The diagram shows each core has icache and dcache; what they've ditched is cache coherency. That certainly makes it simpler to implement but now the cores have to be responsible for their own coherency. Also, none of your protected mode operating system nonsense - this is designed to run a single program and get everything out of the way. Every core can potentially overwrite any other core's memory, and if it does so you won't know until you have a cache miss. Good luck figuring that one out in the debugger.
This is very clearly intended for the sort of AI or image processing workload where you can clearly partition it two-dimensionally across the array to identical nodes, and then have those nodes collaborate locally by passing messages across the edges.
This is not quite true: the local data memories are not caches, i.e., they do not implicitly move memory in from a more distant tier in the memory hierarchy. They are just plain explicitly managed local memories (sometimes called "scratchpads" to distinguish them from caches).
Like the quote says: “There are two hard things in computer science: cache invalidation, naming things, and off-by-one errors.”
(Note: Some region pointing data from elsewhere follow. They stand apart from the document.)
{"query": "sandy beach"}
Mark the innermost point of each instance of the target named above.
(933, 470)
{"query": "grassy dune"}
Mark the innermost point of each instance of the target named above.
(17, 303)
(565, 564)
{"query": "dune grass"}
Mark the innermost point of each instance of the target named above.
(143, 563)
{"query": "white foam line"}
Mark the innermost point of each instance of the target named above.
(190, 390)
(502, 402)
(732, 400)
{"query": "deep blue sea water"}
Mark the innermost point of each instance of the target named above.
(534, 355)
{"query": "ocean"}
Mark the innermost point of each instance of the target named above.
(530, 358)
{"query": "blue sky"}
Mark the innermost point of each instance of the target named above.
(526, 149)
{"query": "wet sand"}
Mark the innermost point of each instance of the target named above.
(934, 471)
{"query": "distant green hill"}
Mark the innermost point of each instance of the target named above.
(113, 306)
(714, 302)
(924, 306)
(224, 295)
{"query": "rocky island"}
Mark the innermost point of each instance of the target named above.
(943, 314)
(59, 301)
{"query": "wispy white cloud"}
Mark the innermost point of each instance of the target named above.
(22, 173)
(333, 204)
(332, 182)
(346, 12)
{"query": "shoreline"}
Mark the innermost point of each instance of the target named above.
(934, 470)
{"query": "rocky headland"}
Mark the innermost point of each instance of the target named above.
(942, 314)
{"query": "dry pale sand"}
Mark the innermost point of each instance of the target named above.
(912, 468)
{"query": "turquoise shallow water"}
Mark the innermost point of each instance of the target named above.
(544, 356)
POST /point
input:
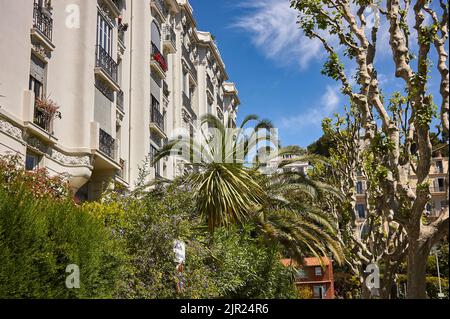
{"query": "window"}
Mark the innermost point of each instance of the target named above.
(36, 87)
(37, 76)
(441, 185)
(359, 187)
(104, 34)
(318, 271)
(319, 292)
(156, 35)
(31, 162)
(301, 274)
(153, 152)
(361, 210)
(439, 167)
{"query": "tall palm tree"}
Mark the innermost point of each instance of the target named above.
(293, 217)
(226, 192)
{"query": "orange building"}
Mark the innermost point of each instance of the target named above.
(315, 274)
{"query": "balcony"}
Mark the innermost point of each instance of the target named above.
(158, 61)
(160, 7)
(170, 39)
(122, 172)
(106, 67)
(157, 120)
(192, 69)
(166, 89)
(42, 21)
(220, 114)
(43, 120)
(107, 145)
(187, 104)
(120, 101)
(219, 102)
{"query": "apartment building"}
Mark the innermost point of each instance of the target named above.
(93, 88)
(315, 274)
(437, 205)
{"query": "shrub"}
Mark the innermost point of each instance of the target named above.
(41, 233)
(229, 264)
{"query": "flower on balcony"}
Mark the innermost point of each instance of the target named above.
(160, 59)
(48, 107)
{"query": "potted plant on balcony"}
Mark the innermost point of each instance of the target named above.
(46, 110)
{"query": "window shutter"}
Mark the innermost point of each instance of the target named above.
(37, 69)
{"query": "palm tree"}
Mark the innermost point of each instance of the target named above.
(226, 191)
(293, 218)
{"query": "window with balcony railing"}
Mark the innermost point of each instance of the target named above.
(42, 20)
(186, 101)
(43, 120)
(107, 144)
(166, 89)
(210, 84)
(106, 63)
(186, 56)
(169, 35)
(156, 116)
(159, 57)
(161, 7)
(156, 166)
(120, 100)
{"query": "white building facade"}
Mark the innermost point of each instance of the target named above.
(93, 88)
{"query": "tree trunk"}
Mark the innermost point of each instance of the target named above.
(417, 263)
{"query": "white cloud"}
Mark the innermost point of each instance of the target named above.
(328, 105)
(273, 28)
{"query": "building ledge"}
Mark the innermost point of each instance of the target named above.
(104, 162)
(37, 131)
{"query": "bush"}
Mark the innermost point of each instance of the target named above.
(229, 264)
(41, 235)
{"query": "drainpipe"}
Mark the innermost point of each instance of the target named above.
(129, 92)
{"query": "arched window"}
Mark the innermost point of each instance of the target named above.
(156, 35)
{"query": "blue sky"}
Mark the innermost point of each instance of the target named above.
(276, 69)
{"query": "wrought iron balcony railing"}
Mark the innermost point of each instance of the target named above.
(106, 62)
(166, 89)
(210, 85)
(161, 7)
(169, 35)
(107, 144)
(42, 21)
(186, 101)
(159, 57)
(43, 120)
(157, 117)
(191, 65)
(219, 102)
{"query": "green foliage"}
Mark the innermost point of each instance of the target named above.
(333, 67)
(322, 146)
(230, 263)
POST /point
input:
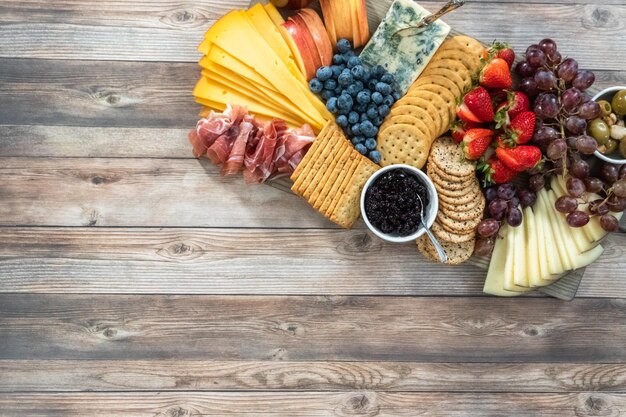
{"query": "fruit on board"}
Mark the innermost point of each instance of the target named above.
(291, 4)
(248, 61)
(346, 19)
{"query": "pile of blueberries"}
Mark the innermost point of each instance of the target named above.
(359, 96)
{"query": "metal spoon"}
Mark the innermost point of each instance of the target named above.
(427, 20)
(442, 253)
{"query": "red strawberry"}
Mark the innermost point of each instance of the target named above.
(496, 74)
(459, 128)
(496, 172)
(478, 102)
(475, 143)
(520, 158)
(521, 128)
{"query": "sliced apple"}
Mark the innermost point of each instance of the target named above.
(494, 283)
(308, 56)
(319, 34)
(329, 21)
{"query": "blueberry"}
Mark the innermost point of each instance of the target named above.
(345, 102)
(331, 105)
(316, 86)
(345, 78)
(343, 46)
(342, 121)
(375, 156)
(377, 97)
(364, 97)
(327, 94)
(361, 148)
(370, 144)
(383, 88)
(354, 62)
(387, 78)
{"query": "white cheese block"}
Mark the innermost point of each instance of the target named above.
(404, 56)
It is kind of surprising that that is acceptable. I suppose the usual case is that each core already knows what its neigbors will want to see, and sends those values before each neighbor needs them.
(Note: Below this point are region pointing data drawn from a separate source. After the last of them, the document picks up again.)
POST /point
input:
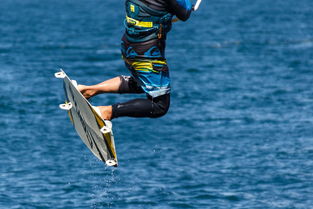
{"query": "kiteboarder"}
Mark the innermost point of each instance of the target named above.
(147, 23)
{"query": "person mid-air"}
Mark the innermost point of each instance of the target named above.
(143, 50)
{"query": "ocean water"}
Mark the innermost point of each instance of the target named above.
(239, 133)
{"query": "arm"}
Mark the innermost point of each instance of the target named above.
(180, 8)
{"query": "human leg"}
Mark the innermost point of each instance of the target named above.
(149, 107)
(108, 86)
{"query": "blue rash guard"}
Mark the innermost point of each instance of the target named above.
(147, 23)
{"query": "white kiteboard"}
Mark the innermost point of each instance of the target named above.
(95, 132)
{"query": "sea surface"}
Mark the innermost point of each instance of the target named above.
(239, 133)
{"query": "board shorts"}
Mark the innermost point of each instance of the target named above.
(152, 75)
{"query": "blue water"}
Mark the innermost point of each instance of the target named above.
(239, 133)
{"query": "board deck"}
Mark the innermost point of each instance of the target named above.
(95, 132)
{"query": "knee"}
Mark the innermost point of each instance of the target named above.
(161, 106)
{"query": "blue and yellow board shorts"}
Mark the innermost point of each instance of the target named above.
(152, 75)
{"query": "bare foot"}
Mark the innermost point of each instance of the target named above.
(86, 92)
(106, 112)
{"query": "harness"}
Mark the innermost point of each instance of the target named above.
(143, 23)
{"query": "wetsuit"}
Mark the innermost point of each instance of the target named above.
(147, 23)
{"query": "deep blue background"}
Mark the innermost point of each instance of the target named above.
(238, 134)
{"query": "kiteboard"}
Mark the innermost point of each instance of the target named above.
(95, 132)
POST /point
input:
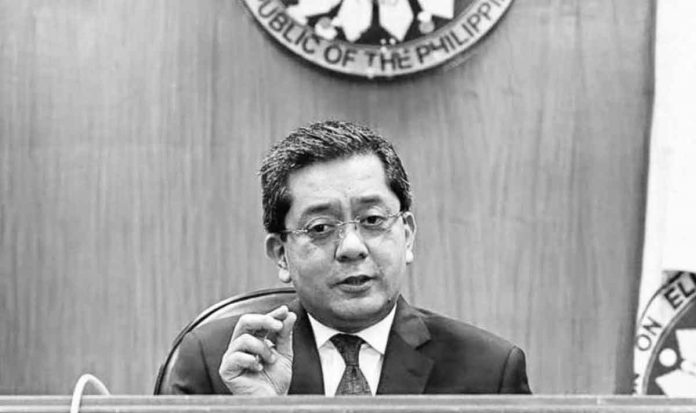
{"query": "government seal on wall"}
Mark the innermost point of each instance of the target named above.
(665, 342)
(378, 38)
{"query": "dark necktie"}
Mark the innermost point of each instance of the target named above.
(353, 381)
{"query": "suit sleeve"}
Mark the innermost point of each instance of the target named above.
(514, 378)
(190, 373)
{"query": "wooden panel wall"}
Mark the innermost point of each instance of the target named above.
(131, 131)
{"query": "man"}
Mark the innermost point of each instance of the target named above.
(336, 203)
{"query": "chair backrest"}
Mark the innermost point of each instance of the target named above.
(261, 301)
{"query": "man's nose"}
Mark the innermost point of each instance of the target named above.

Yeah, it's not even eventual consistency. They get away with it by using a heavy mailbox message passing setup for synchronization and separate address spaces.
If this is the case then I assume I'd just need to design-wise restrict one processor from writing to another's area, yes?
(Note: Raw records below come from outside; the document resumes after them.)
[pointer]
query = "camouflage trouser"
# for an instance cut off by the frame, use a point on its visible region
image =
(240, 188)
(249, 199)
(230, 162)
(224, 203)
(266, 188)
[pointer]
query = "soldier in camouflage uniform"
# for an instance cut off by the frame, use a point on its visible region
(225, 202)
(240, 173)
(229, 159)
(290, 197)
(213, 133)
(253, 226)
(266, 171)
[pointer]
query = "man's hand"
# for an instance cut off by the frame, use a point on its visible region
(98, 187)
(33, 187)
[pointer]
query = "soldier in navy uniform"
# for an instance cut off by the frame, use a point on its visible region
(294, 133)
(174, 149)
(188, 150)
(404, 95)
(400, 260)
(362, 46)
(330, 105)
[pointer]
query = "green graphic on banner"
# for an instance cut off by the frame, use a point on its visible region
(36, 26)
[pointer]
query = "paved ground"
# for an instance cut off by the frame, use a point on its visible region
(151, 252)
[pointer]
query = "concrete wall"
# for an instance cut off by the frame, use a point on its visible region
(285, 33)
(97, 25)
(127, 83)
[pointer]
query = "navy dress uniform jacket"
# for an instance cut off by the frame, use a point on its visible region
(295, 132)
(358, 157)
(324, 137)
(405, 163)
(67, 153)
I've worked on worse. Quite promising set of ideas from my limited reading.
The question is whether it's worthwhile to adapt that new programming model and architecture? What can be achieved that is not possible or is price compatible with something boring and old-fashioned like 128 x64 cores etc.
I am all for new architectures. But the trick is getting people to make the effort to make use of them.
I think that when I write a good comment it gets buried and the only time comments are really popular is when I write something trite or silly that a lot of people are already thinking.
probably more to do with the gamification of user generated content. you see the same thing on imgur and reddit: the well thoughtout comments don't get up voted nearly as much as the memes and injokes.
>I am all for new architectures. But the trick is getting people to make the effort to make use of them.
IIRC at the time there were a lot of complaints against the Cell processor that it was "too hard" to program for. >https://www.cnet.com/news/sony-ps3-is-hard-to-develop-for-on...
>What can be achieved that is not possible or is price compatible with something boring and old-fashioned like 128 x64 cores etc
That's probably the main issue today, x86/64 are cheap and nearly all the problems can be fixed in software. Changing architectures and instruction set is too big of an upfront cost for most people/companies to deal with, and I think that is why we're only seeing Google and Amazon starting to look for other solutions.
Indeed. Interestingly GPUs were initially very hard to program (and still are kind of a pain). What made them viable was the introduction of practical development tools that Cell never had. This machine shares (some of the) instruction set between the fat and the puny cores, which makes it a much easier target to program.
If it's going to be compared to something though, I think a GPU would make much more sense.